Le parti de gauche radicale Podemos a limogé son numéro trois, mercredi 16 mars, sur fond de tensions internes. Pablo Iglesias, le secrétaire général de la formation qui, en moins de deux ans, a bouleversé l’échiquier politique espagnol, a révoqué dans la nuit Sergio Pascual, responsable de l’organisation du parti. Il lui reproche « une gestion déficiente qui a gravement nui à Podemos, dans une délicate période de négociations pour former un gouvernement du changement ».

La révocation de M. Pascual – qui reste député – a lieu après une série de démissions au sein de la section madrilène du parti, qui connaît également des tensions en Catalogne, en Galice et au Pays basque.

L’investiture du socialiste Sanchez en question

La presse espagnole rapporte depuis plusieurs semaines des divisions internes au sujet de la stratégie à suivre après les élections législatives du 20 décembre. Les uns souhaiteraient que leurs députés s’abstiennent lors d’un vote d’investiture du socialiste Pedro Sanchez pour le laisser former un gouvernement avec les centristes de Ciudadanos ; les autres, que Podemos maintienne une ligne radicale et prenne le risque de nouvelles élections.
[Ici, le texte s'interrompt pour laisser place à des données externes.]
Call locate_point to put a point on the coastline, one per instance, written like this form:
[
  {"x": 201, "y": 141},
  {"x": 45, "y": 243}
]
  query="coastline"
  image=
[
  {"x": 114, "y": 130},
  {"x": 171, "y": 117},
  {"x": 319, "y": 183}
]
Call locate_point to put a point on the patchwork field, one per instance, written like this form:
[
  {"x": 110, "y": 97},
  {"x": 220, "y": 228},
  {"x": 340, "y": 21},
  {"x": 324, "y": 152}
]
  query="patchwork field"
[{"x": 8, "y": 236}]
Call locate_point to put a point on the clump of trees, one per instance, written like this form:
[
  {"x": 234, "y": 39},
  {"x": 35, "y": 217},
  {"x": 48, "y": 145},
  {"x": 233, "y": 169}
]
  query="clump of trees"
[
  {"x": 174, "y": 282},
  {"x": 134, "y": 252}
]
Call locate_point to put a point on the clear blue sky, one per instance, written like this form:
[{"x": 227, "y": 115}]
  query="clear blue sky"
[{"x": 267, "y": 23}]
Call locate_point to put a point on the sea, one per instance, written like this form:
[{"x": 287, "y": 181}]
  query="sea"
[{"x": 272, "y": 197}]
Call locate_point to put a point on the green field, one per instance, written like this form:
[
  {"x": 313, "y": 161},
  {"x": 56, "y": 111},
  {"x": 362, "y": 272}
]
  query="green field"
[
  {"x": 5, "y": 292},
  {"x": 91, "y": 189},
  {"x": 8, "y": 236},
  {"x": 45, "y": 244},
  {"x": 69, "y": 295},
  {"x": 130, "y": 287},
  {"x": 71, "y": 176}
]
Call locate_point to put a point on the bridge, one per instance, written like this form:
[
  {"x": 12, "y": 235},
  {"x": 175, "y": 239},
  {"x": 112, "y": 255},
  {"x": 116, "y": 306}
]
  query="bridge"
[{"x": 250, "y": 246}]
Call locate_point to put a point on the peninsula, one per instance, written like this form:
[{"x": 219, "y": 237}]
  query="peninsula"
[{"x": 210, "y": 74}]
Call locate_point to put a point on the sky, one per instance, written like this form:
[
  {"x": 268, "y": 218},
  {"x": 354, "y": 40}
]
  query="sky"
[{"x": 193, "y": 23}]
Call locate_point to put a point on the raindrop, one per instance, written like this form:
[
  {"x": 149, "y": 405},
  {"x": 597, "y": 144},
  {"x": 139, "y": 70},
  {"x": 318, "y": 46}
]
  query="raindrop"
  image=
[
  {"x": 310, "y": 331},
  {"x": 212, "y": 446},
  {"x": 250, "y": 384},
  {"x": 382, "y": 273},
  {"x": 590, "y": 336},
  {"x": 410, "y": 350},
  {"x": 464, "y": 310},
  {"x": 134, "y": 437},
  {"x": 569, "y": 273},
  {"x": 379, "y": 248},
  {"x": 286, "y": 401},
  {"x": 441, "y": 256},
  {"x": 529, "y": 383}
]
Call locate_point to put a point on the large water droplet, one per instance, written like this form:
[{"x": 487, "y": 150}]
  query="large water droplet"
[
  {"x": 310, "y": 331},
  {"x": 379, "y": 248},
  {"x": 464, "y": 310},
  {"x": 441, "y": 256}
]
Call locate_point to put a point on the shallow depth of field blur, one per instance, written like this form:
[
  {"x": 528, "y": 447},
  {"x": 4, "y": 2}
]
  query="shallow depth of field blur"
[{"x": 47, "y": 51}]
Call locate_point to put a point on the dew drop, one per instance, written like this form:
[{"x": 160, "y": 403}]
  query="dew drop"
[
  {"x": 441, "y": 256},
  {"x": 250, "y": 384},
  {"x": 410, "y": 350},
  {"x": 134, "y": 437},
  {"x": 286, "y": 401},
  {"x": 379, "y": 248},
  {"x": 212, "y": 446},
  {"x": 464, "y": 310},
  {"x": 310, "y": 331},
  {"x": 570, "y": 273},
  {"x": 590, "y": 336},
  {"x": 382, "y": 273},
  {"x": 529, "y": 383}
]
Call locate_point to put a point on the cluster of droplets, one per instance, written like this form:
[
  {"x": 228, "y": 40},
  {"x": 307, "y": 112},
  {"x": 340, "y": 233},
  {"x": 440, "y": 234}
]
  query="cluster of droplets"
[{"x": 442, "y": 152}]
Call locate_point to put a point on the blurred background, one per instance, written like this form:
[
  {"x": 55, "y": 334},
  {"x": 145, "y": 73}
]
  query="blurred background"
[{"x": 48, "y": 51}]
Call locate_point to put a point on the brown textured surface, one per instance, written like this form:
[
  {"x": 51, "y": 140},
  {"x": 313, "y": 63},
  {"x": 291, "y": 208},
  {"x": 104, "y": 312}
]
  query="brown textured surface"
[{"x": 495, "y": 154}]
Ces divergences opposeraient le numéro un Pablo Iglesias et le numéro deux Iñigo Errejon, chercheur en sciences politiques.
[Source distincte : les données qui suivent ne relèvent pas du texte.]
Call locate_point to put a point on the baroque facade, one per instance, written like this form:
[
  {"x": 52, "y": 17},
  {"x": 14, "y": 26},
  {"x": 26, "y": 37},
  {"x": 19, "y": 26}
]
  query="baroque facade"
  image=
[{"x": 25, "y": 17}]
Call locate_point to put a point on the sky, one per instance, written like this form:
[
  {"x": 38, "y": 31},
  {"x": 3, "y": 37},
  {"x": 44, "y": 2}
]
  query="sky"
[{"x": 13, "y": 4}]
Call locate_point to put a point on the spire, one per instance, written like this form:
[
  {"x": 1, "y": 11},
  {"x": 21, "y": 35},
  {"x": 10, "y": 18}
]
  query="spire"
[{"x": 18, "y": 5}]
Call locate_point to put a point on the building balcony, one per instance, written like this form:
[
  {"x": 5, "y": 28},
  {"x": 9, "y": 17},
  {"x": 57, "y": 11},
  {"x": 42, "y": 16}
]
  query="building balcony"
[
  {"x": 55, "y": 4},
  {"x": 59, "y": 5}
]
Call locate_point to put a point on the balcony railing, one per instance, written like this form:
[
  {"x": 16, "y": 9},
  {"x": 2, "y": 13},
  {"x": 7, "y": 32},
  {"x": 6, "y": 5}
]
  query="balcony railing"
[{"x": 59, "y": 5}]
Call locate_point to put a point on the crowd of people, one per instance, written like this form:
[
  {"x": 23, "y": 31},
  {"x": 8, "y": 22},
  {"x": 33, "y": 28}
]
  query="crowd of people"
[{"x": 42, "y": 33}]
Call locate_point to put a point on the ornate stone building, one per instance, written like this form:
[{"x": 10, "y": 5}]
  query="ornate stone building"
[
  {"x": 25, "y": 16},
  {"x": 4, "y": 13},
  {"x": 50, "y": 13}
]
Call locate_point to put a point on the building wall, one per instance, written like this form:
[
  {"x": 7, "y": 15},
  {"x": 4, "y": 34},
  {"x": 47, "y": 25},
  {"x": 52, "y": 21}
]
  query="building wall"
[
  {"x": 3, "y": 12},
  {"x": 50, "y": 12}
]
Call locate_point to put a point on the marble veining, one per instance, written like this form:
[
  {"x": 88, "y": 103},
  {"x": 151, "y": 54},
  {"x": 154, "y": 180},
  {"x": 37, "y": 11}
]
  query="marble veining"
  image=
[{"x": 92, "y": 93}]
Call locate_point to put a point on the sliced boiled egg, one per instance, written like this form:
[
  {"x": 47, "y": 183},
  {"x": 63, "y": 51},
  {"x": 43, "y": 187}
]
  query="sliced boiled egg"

Dans une lettre ouverte adressée mardi aux militants, M. Iglesias avait défendu le « non » à l’investiture de M. Sanchez allié aux centristes, et mettait en garde contre les efforts des adversaires de Podemos pour mettre en avant une « division interne » :

« Ils essaient de diffuser un nouveau récit pour nous affaiblir, selon lequel il existerait un Podemos docile prêt à se rendre et à faciliter l’investiture d’un gouvernement PSOE-Ciudadanos face à un Podemos radical”. (…) Au sein de Podemos, il n’y a pas et il ne devra pas avoir de courants ni de factions qui rivalisent pour le contrôle des appareils et des moyens. »
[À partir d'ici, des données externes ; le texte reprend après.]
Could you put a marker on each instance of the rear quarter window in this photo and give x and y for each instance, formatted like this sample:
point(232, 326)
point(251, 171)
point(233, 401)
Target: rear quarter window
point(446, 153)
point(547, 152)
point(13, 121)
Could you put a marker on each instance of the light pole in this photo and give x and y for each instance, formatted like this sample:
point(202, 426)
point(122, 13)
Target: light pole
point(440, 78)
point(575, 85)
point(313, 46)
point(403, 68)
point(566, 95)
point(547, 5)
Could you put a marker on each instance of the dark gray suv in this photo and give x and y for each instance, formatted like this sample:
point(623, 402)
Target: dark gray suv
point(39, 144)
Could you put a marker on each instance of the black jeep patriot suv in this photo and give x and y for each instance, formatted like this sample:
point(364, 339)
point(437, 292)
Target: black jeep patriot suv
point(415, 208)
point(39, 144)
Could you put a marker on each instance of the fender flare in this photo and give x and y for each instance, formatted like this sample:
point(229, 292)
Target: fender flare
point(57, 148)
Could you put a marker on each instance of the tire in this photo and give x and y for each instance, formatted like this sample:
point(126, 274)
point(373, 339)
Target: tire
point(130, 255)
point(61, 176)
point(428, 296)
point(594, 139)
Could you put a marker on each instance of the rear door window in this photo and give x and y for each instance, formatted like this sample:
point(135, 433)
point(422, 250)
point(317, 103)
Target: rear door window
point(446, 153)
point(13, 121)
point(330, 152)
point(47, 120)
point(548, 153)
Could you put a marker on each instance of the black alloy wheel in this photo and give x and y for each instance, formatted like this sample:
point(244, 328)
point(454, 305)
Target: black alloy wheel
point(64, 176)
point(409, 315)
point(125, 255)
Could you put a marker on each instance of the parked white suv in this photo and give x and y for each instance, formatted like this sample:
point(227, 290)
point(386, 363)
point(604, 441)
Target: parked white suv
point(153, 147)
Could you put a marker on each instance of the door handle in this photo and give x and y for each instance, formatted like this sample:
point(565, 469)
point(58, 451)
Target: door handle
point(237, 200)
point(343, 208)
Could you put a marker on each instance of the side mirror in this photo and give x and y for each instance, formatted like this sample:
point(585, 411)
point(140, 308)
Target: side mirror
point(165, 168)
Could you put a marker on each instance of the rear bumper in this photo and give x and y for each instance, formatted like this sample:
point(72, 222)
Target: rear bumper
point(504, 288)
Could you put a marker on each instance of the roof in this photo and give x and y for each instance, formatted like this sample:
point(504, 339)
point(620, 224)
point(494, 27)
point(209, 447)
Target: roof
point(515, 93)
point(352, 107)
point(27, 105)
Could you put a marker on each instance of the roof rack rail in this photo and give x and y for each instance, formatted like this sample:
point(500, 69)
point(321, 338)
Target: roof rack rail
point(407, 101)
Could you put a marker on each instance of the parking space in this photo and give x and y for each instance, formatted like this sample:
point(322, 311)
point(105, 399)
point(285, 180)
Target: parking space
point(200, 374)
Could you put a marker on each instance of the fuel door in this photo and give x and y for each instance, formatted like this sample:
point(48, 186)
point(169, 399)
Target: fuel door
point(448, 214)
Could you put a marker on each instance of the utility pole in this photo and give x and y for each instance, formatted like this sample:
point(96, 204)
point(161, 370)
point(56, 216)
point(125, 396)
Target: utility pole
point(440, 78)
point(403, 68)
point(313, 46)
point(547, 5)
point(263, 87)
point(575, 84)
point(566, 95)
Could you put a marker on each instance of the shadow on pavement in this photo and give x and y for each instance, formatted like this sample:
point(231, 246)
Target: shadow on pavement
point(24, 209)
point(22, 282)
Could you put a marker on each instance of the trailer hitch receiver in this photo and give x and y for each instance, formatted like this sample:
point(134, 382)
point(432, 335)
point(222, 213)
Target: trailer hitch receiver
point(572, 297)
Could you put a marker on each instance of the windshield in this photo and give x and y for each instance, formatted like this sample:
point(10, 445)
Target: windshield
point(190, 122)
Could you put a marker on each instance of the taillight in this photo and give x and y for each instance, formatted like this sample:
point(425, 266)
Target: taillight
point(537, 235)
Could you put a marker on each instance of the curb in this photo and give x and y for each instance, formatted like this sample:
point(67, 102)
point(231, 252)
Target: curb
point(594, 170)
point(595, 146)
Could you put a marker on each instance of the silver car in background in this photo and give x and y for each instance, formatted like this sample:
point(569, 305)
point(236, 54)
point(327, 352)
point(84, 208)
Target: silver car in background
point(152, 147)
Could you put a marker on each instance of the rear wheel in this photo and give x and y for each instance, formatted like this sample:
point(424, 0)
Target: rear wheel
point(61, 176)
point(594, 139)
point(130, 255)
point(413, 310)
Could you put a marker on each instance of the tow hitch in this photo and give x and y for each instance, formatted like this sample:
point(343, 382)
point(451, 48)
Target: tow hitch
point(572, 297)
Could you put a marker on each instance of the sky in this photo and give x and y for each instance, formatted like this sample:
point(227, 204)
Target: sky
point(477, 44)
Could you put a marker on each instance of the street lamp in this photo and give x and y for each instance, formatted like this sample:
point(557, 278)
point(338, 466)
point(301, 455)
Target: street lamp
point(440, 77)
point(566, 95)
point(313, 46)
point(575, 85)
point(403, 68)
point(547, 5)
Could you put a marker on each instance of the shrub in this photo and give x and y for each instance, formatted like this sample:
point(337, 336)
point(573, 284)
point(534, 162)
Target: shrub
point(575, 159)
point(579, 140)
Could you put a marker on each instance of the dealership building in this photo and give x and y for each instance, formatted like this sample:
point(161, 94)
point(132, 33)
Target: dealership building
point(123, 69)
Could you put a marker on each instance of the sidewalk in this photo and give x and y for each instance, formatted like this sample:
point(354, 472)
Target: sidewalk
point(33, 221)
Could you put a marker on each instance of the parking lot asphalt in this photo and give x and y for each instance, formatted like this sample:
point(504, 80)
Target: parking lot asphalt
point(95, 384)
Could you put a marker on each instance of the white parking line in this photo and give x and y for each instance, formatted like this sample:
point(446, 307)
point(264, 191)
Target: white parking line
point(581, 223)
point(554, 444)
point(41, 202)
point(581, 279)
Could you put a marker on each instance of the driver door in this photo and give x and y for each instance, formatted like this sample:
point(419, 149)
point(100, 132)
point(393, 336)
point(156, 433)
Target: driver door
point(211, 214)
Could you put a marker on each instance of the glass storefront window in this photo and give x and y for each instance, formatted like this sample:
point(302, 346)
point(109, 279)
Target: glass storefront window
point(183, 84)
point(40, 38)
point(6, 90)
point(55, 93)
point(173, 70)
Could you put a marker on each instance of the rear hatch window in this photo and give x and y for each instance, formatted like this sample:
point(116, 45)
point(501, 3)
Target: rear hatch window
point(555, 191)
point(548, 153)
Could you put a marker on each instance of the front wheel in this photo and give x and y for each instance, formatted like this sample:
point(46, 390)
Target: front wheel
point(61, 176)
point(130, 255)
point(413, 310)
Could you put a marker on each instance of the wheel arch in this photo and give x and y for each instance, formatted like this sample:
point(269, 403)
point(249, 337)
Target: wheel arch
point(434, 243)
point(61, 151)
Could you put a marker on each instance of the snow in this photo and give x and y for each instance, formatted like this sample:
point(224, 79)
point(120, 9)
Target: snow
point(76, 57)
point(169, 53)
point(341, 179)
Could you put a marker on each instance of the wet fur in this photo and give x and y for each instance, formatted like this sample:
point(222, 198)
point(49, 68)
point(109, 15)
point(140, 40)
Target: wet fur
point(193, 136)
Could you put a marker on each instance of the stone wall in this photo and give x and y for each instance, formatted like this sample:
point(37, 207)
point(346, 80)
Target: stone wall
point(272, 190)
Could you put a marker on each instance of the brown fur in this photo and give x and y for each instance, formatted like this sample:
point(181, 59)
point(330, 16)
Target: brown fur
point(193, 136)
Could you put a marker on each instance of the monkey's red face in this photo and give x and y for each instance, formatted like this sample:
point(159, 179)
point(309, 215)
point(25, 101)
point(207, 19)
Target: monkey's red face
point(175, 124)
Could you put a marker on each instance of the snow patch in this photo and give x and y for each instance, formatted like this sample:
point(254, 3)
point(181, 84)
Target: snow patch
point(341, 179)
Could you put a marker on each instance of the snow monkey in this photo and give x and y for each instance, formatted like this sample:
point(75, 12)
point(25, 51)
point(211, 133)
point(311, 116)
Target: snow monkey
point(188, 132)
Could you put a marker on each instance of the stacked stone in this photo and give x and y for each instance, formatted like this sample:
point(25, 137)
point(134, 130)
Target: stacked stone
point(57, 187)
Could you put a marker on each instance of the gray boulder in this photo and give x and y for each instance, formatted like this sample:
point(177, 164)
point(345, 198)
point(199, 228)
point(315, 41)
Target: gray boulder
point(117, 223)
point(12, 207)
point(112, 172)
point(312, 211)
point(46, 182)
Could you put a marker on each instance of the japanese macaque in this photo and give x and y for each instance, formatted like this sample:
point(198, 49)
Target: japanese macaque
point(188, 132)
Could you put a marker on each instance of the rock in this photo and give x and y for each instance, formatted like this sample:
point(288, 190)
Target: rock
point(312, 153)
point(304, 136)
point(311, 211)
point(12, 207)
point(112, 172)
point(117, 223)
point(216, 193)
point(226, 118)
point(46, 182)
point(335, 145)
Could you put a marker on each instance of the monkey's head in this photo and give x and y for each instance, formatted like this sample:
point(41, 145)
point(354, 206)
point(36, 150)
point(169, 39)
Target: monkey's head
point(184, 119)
Un parti hétéroclite mais puissant

A l’issue des législatives du 20 décembre, Podemos est devenu la troisième force politique du pays en rassemblant avec ses alliés 20,66 % des voix. Il compte 65 députés sur 350, assez pour marchander son soutien à un éventuel gouvernement dirigé par les socialistes, arrivés deuxièmes, avec 90 sièges.

Un soutien qu’il lui a pour l’instant refusé : le parti a voté deux fois contre l’investiture du socialiste Pedro Sanchez. Sans les votes de Podemos, le Parti socialiste n’a pas obtenu la confiance du Parlement et faute d’accord d’ici au 2 mai, le pays sera condamné à retourner aux urnes pour surmonter la paralysie politique.

Des analystes et des membres du parti voient dans ces tensions une crise de croissance qui pourrait nuire à Podemos si elle se prolongeait. Ce parti rassemble autant des membres du mouvement des « indignés » par l’austérité né à Madrid en 2011, des militants d’un parti altermondialiste Izquierda Anticapitalista (Gauche anticapitaliste) et d’anciens du parti écolo-communiste Izquierda Unida (Gauche unie), dont Pablo Iglesias lui-même, accusé de vouloir exercer un strict contrôle de ses troupes.